Aprinda Indahlastari’s art shines in annual scientific computation image contest

illustration showing brain with colored patterns representing electrical stimulation
An illustration created by Dr. Aprinda Indahlastari is among the winners of the annual Coalition for Academic Scientific Computation image contest.

By Jill Pease

An illustration by Aprinda Indahlastari, Ph.D., an assistant professor of clinical and health psychology at the University of Florida College of Public Health and Health Professions, has been selected for the annual Coalition for Academic Scientific Computation image contest. Indahlastari’s image, which depicts electrical current being distributed across the brain during a non-invasive treatment designed to improve cognitive health, appears on page 12 of the coalition’s 2024 brochure.

“My inspiration came directly from my research on electrical stimulation as a safe, non-invasive therapy for the brain,” Indahlastari said. “Constructing models like this has been a passion of mine since my graduate studies, making it particularly inspiring to showcase my work to a general audience in a way that is both informative and artistic.”

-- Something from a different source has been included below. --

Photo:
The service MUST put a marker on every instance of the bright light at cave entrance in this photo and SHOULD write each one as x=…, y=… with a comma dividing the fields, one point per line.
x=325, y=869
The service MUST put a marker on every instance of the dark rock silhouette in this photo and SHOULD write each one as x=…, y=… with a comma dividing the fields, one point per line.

Transcranial direct current stimulation, or tDCS, is delivered by a safe, weak electrical current passed through electrodes placed on a person’s head. The treatment holds promise as an effective, drug-free approach for someday warding off Alzheimer’s disease and other dementias, but determining optimal dosing has been a challenge because of individual differences in anatomy.

Indahlastari, Aprinda
Dr. Aprinda Indahlastari

Indahlastari is part of a study led by Adam Woods, Ph.D., PHHP’s associate dean for research, associate professor of clinical and health psychology and co-director of the Center for Cognitive Aging and Memory at UF’s Evelyn F. and William L. McKnight Brain Institute, and Ruogu Fang, Ph.D., an assistant professor of biomedical engineering at the UF College of Engineering. The team is using artificial intelligence to evaluate more than 16 million data points collected from previous studies in order to model how the electrical current is distributed across the brain during the procedure with a goal of creating personalized approaches for patients.

“By observing how this model output relates to measured behavioral changes, doctors can adjust treatment parameters to achieve the best results for each patient,” Indahlastari said.